On-Premises Load Balancing¶
Scope¶
This file covers on-premises load balancing including HAProxy, NGINX, and F5 BIG-IP comparison, HA patterns (active-passive with keepalived, active-active with ECMP), SSL termination, and health check configuration. For cloud-managed load balancers, see the relevant provider knowledge files. For application-level traffic management, see general/service-mesh.md.
Checklist¶
- [Critical] Is a VIP failover mechanism (keepalived VRRP or equivalent) deployed so that load balancer failure does not take down all ingress traffic?
- [Critical] Are backend health checks configured with appropriate intervals (2-5s), thresholds (3 failures to mark down), and health check URIs that exercise application dependencies (not just TCP connect)?
- [Critical] Is SSL/TLS termination handled at the load balancer with certificates managed through automated renewal (ACME/Let's Encrypt or internal CA), and are backend connections re-encrypted where compliance requires end-to-end encryption?

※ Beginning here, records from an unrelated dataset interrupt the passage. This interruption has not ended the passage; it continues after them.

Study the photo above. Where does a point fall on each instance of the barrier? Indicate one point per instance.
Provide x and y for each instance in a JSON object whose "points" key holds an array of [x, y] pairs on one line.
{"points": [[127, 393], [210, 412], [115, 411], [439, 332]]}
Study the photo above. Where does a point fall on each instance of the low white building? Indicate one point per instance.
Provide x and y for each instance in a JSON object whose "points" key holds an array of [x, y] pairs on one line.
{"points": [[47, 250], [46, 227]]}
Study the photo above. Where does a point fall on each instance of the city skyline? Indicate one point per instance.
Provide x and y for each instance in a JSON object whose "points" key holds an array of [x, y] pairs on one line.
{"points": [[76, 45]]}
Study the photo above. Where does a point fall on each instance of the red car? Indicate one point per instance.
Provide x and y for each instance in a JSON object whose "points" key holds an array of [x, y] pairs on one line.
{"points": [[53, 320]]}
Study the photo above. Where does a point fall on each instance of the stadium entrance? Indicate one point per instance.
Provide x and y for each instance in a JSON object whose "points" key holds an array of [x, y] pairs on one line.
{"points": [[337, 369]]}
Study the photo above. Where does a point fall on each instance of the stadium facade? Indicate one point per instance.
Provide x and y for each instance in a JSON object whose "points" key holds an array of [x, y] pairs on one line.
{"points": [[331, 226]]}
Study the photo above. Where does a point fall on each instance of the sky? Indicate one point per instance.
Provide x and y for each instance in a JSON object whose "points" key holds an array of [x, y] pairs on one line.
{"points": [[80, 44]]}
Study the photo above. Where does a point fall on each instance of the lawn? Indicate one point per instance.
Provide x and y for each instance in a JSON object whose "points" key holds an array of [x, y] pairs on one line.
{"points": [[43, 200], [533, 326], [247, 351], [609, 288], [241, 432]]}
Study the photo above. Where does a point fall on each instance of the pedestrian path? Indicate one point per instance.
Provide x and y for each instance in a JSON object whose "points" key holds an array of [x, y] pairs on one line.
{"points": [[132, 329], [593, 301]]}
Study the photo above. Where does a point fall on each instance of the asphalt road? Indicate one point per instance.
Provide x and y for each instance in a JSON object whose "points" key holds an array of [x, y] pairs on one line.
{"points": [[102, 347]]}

- [Recommended] Is the load balancing algorithm appropriate for the workload -- round-robin for stateless, least-connections for variable-duration requests, source-IP hash for basic session affinity?
- [Recommended] Are connection limits and rate limiting configured to prevent a single client or backend from consuming all resources (HAProxy stick tables, NGINX limit_req/limit_conn)?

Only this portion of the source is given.